We’ve compiled some of the best practices we’ve learned through researching, testing, and designing with hands. Most of our experiments have been for the system, but the learnings we gathered can be applied to any experiences. Our hope is that this resource saves you time and effort as you learn about this new input modality, so you don’t have to start from scratch when building experiences.
The thumb-index pinch is our preferred method of selection. The contact between your thumb and index finger can compensate for the lack of tactile feedback that other input devices typically provide.
The pinch also works well because it’s simple to perform and easy to remember. Even more importantly, it’s not a hand pose that’s frequently used, which makes it less likely that the system will pick up unintended triggers.
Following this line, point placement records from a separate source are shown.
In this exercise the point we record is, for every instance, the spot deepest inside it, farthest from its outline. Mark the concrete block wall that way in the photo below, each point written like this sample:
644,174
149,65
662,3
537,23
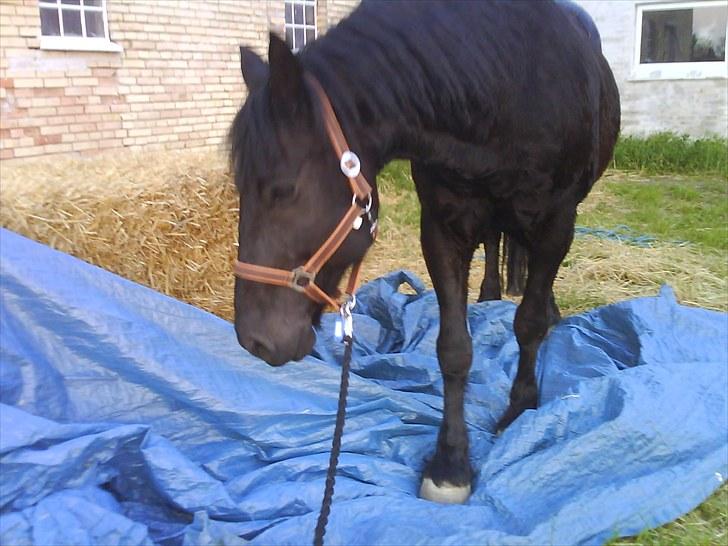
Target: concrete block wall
697,107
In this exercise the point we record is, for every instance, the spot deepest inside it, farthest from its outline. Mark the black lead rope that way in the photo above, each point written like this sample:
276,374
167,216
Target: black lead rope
318,539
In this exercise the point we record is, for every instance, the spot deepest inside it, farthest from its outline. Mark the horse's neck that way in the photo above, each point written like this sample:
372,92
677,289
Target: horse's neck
385,142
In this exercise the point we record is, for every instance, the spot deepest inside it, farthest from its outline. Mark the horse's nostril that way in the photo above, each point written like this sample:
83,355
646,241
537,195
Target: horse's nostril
265,350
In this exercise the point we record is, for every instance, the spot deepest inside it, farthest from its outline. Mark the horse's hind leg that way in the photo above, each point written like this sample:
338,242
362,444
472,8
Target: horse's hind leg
490,287
537,312
448,475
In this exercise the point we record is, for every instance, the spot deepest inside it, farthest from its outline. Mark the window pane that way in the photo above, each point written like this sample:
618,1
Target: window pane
95,24
71,23
683,35
49,25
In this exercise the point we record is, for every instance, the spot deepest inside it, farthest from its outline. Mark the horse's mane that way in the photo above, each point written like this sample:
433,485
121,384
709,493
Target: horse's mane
419,65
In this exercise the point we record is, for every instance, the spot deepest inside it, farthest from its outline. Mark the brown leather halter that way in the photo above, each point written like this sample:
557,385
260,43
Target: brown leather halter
302,279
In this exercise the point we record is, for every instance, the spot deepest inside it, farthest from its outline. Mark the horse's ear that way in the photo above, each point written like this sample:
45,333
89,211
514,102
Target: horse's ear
286,77
255,71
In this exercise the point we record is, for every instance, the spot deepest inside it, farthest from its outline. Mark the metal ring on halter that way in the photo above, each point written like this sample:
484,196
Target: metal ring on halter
350,164
367,208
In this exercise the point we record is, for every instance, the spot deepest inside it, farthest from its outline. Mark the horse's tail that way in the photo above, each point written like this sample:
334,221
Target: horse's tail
515,261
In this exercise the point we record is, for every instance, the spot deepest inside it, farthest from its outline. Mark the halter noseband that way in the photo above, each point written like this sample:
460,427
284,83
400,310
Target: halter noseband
302,279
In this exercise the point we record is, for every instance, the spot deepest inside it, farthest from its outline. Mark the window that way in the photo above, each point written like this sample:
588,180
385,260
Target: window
300,24
681,40
75,25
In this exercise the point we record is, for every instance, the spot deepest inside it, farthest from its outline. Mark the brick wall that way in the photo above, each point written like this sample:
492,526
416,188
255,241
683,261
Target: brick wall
177,83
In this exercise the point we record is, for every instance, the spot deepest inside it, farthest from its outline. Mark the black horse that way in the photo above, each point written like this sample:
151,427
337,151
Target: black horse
508,112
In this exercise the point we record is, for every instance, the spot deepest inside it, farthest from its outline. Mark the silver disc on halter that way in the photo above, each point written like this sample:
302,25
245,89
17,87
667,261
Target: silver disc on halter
350,164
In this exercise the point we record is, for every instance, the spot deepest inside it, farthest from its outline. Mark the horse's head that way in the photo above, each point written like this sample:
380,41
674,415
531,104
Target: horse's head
292,195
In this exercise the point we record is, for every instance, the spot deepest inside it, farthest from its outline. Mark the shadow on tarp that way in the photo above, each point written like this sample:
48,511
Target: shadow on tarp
131,418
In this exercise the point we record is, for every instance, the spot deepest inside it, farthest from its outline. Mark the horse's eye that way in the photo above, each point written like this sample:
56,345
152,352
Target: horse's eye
281,193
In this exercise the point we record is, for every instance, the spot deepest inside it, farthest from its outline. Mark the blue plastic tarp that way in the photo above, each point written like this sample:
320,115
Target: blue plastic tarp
131,418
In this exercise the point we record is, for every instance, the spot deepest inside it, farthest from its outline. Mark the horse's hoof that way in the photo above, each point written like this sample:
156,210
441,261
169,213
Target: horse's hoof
445,493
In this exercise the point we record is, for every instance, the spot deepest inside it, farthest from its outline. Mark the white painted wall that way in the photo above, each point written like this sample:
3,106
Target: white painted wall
697,107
Note: Pinches have three states: Open, closing, and closed. The “closing” state is a way to provide confirmation of a user’s intent to act, which reassures them that the sensors are picking up their motion. It also prevents unintended selections if their thumb and index finger accidentally approach each other.
As mentioned in our Principles section, hands don’t provide tactile feedback the way controllers and other input devices do. It’s important to compensate for this with both visual and audio throughout user interactions.
We think of this in two ways: Signifiers communicate what a user can do with a given object. Feedback confirms the user’s state throughout the interaction. Visually, objects can change shape, color, opacity and even location in space (like a button moving toward an approaching finger to signify that it’s meant to be pushed). You can also play with volume, pitch and specific tones to provide audio feedback. These elements can work together to guide users seamlessly as they navigate the system.
Each of the components that we experimented with for hand tracking was designed to provide continuous feedback throughout user interactions.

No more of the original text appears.